Circus Star over Two Hundred Years Old?

  • Circus Star?
  • by Geni White

           Computers are stupid. Their innermost brain, a series of zeros and ones, respond only as directed by programmers.

          Occasionally, the machines appear to think. However, my recent experience with computers confirms their ignorance.

         Years ago I set up ‘Google alerts’—orders to a search engine to tell when my name surfaces on the internet. Many writers receive these alerts, to catch anyone who publishes their material without first informing authors. Search engines like Google deploy software called ‘Web crawlers’ or ‘spiders’, to locate names and send these messages.

          In the early 1800’s, a gentleman named General White sent records, probably surveying information, to a Kaskaskia, Illinois resident. His reports were recorded by Illinois State Historical Society. He’s mentioned in the accounts as ‘Gen’l White’. I’m not related to this man. I don’t even know the location of Kaskaskia, Illinois.

          Google’s spider can’t read. It decided that the ‘l’ in Gen’l White’s abbreviated name, ‘Gen’l’ is an ‘i’, the last letter in my name, Geni.

          Soon I received a daily report that I contributed to the Kaskaskia, Illinois historical records in 1819. Nearly two hundred years ago! The computer thinks Gen’l White and Geni White are one person.      

          I don’t believe in reincarnation, but if I did, I’d certainly not return to life with the same name or body I previously inhabited. What’s the fun in that?
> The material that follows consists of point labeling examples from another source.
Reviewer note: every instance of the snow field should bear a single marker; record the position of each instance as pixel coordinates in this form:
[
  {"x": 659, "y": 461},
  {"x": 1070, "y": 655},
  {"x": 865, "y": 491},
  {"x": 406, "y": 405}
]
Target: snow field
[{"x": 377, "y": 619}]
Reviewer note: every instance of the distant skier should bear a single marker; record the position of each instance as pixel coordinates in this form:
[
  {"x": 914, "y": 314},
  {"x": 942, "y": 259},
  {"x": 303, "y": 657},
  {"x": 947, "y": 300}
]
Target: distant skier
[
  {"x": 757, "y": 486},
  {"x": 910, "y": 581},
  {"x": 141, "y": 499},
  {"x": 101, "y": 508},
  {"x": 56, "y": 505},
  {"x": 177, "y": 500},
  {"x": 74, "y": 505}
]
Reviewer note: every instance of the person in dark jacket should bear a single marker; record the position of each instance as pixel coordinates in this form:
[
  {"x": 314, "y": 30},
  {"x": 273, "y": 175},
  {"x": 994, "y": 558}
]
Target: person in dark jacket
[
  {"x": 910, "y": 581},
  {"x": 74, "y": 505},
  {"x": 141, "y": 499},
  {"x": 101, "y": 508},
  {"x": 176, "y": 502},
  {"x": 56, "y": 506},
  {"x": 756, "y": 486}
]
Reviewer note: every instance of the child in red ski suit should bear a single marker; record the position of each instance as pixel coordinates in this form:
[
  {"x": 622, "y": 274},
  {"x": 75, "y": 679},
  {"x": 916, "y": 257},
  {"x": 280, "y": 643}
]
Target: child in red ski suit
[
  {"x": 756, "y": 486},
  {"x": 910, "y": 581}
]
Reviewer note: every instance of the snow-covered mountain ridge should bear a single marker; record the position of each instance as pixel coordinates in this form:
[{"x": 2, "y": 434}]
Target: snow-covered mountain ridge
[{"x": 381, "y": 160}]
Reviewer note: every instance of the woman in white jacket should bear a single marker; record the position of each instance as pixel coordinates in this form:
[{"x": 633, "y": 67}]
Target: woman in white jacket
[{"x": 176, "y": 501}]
           I refuse to label my age of seventy-four as old. I certainly don’t desire a hundred and ninety.

          Wait! This could be worthwhile. Should I inform Guinness World Records? Talk about senior citizen privileges! Media around the world would interview me. I could join a circus and travel the planet—write time-travel books or hilarious history about events of two centuries I’ve supposedly lived through. ‘Gen’l White reporting here. This year’s Kaskaskia purebred horse race was won by a three-legged burro.’

          Tempting, but I couldn’t prove the age statistic. Other than canceling the alert, how do I resolve this problem?  E-mail Google?

  •                “Dear Google spider boss,
  •                Your web-crawler thinks an ‘l’ is an ‘i’
  •               and has relegated me to ancient history.
  •                 IF a human reads this, please inform
  •               your software of the truth.
  •                 I am Geni, not Gen’l.”

          However, fixing software can take hours. Who’d search for one small glitch in a complicated program?

          Maybe I should inform Kaskaskia, Illinois about what an illustrious citizen they apparently have. Maybe they’d publish my little tale and shame Google into reform?

          I Googled that city for the name of their newspaper. Recent census report shows nine people live in Kaskaskia! No newspaper. I tried the county seat, Chester, and their newspaper, the Sun Times. Their chat line offered hookups with sexy single women. I’m too old for that, and prefer my husband, anyway.